Ehem. Mitarbeiter*innen:
Janina Bechtold, Sebastian Dörr, Eylul Tufan, Nicolas Vernola, Henrike Sophie Scharff

 

Thema

Eine Verbesserung der Betreuungs- und Erziehungssituation von kleinen Kindern kann sich aber nicht in einer solchen sozialplanerischen Perspektive erschöpfen. Unter pädagogischen Gesichtspunkten scheint es wichtig, die mit den jeweiligen Optionen verbundenen Konzepte und die pädagogische Qualität der jeweils konkreten Betreuungs­umwelten weiter zu entwickeln. In den 70er Jahren gegebene Forschungsanstrengungen wie z.B. das Erprobungsprogramm (vgl. Krappmann 1985) oder das Modellprojekt „Tagesmütter“ (vgl. BMJFG 1980a) haben weder eine Fortsetzung noch eine im Kern notwendige Ausweitung gefunden.

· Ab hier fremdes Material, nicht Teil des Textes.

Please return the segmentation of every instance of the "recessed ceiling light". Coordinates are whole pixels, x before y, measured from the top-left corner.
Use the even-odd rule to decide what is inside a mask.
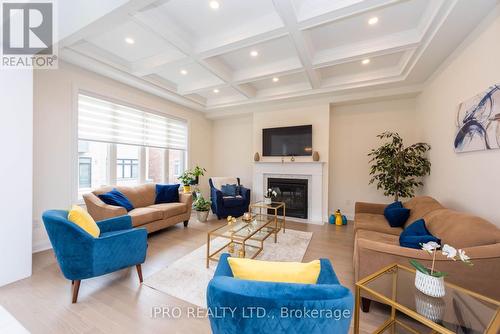
[[[378,17],[374,16],[368,20],[369,25],[374,25],[378,23]]]
[[[218,94],[219,93],[219,90],[217,88],[214,89],[214,93],[215,94]]]
[[[186,71],[186,70],[184,70],[184,69],[180,70],[180,72],[181,72],[181,74],[182,74],[182,75],[186,75],[186,74],[188,74],[188,71]]]
[[[128,44],[134,44],[135,40],[132,37],[126,37],[125,42],[127,42]]]
[[[259,52],[257,50],[250,51],[250,56],[257,57],[258,55],[259,55]]]
[[[368,59],[368,58],[367,59],[363,59],[361,61],[361,64],[363,64],[363,65],[368,65],[369,63],[370,63],[370,59]]]
[[[212,9],[219,9],[219,7],[220,7],[219,1],[215,1],[215,0],[210,1],[209,5],[210,5],[210,8],[212,8]]]
[[[278,78],[278,77],[273,78],[273,82],[278,82],[278,81],[280,81],[280,78]]]

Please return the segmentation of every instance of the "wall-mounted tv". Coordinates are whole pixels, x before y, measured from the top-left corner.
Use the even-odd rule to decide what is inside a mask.
[[[262,129],[262,155],[312,155],[312,125]]]

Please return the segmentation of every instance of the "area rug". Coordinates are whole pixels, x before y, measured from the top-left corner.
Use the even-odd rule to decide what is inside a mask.
[[[312,232],[286,230],[280,232],[278,243],[273,236],[264,242],[264,250],[257,259],[269,261],[301,262],[306,253]],[[210,244],[211,249],[221,247],[226,239],[217,238]],[[144,285],[162,291],[191,304],[206,307],[206,289],[214,275],[217,262],[210,261],[206,268],[207,245],[192,251],[175,261],[167,268],[144,280]]]

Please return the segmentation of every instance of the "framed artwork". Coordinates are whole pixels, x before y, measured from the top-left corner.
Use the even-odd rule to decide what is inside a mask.
[[[460,103],[455,152],[500,148],[500,84]]]

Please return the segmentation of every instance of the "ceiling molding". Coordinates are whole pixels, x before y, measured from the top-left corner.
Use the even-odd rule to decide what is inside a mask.
[[[300,8],[296,0],[223,2],[219,13],[207,1],[131,0],[65,38],[61,58],[211,114],[405,86],[417,65],[423,82],[437,65],[420,60],[437,52],[432,42],[443,28],[449,34],[449,27],[462,25],[464,35],[463,24],[472,30],[480,22],[479,15],[465,22],[451,15],[458,0],[344,0],[326,6],[302,0]],[[486,16],[495,0],[460,5]],[[380,17],[378,25],[368,25],[370,15]],[[234,27],[226,24],[235,20]],[[136,45],[124,44],[128,34],[140,36]],[[451,53],[453,45],[448,48]],[[250,56],[254,50],[257,57]],[[370,64],[362,65],[364,59]],[[192,72],[180,73],[185,68]]]

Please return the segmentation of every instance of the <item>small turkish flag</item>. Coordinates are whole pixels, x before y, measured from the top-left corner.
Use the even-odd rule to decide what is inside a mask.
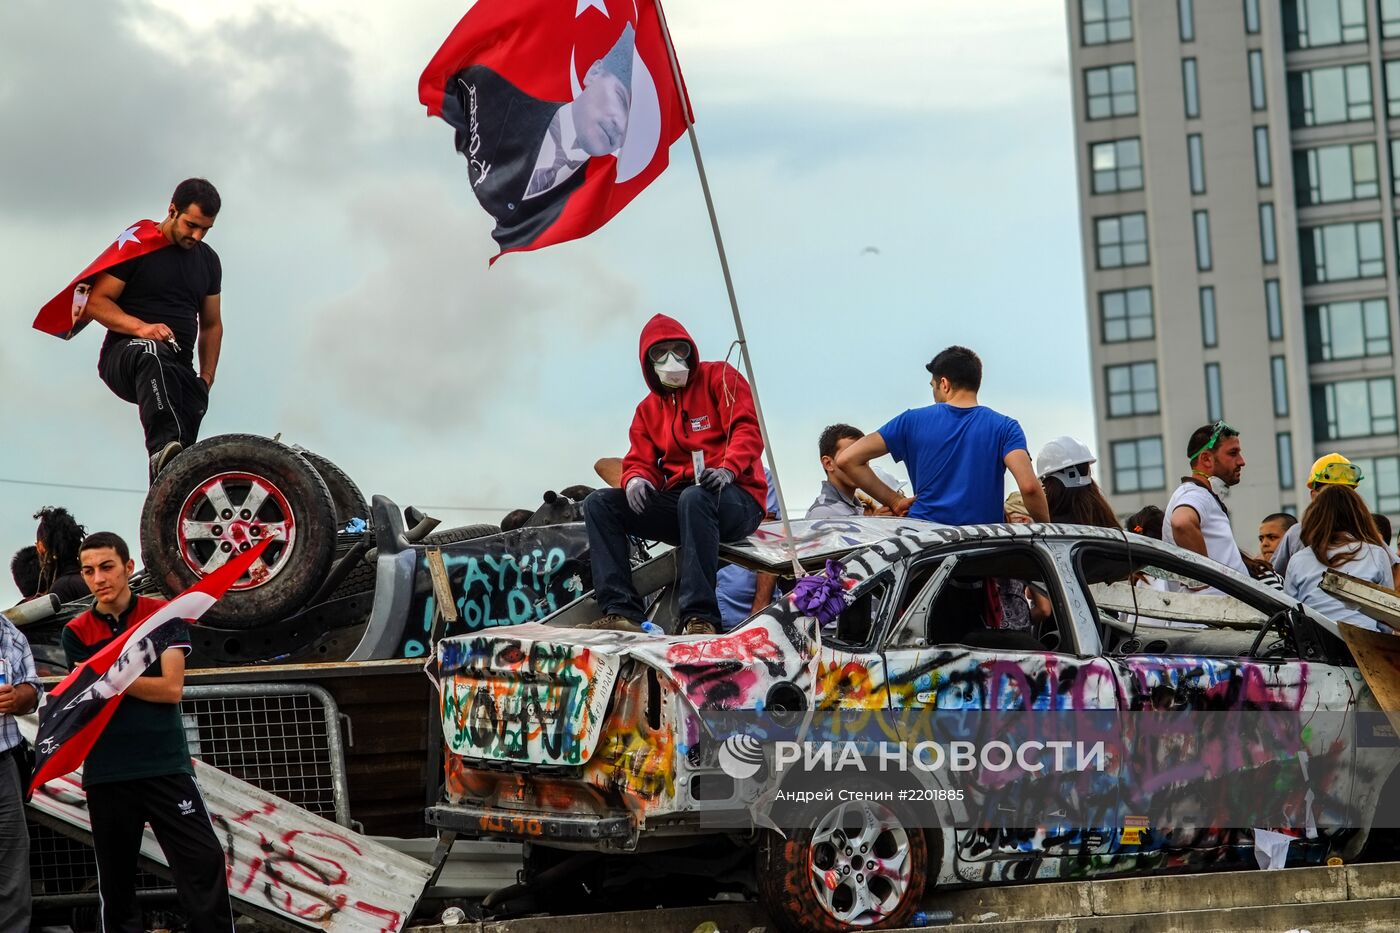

Tietze, Wolfgang/Roßbach, Hans-Günther: Die Betreuung von Kindern im vorschulischen Alter, in: Zeitschrift für Pädagogik 4 (1991), S. 555, hier S. 575 .

 

Der Umstand, auf den Tietze und Roßbach in dieser Veröffentlichung hinweisen, hebt die bemerkenswerte Leerstelle hervor, welche Kleinkindbetreuung und -forschung in der Bundesrepublik nach der "geistig-moralischen Wende" bis in die späten 1990er Jahre bildete. Erst Ende der 1990er und in den frühen 2000er Jahren veränderten unter anderem die politischen Programme der OECD zur individuellen und gesellschaftlichen Bedeutung der Frühen Kindheit dieses Bild. Sie bilden die Grundlage des gegenwärtigen Booms der "Frühen Kindheit" in pädagogischen, psychologischen und darüber hinausreichenden Forschungsprojekten ebenso wie im familiären Bereich.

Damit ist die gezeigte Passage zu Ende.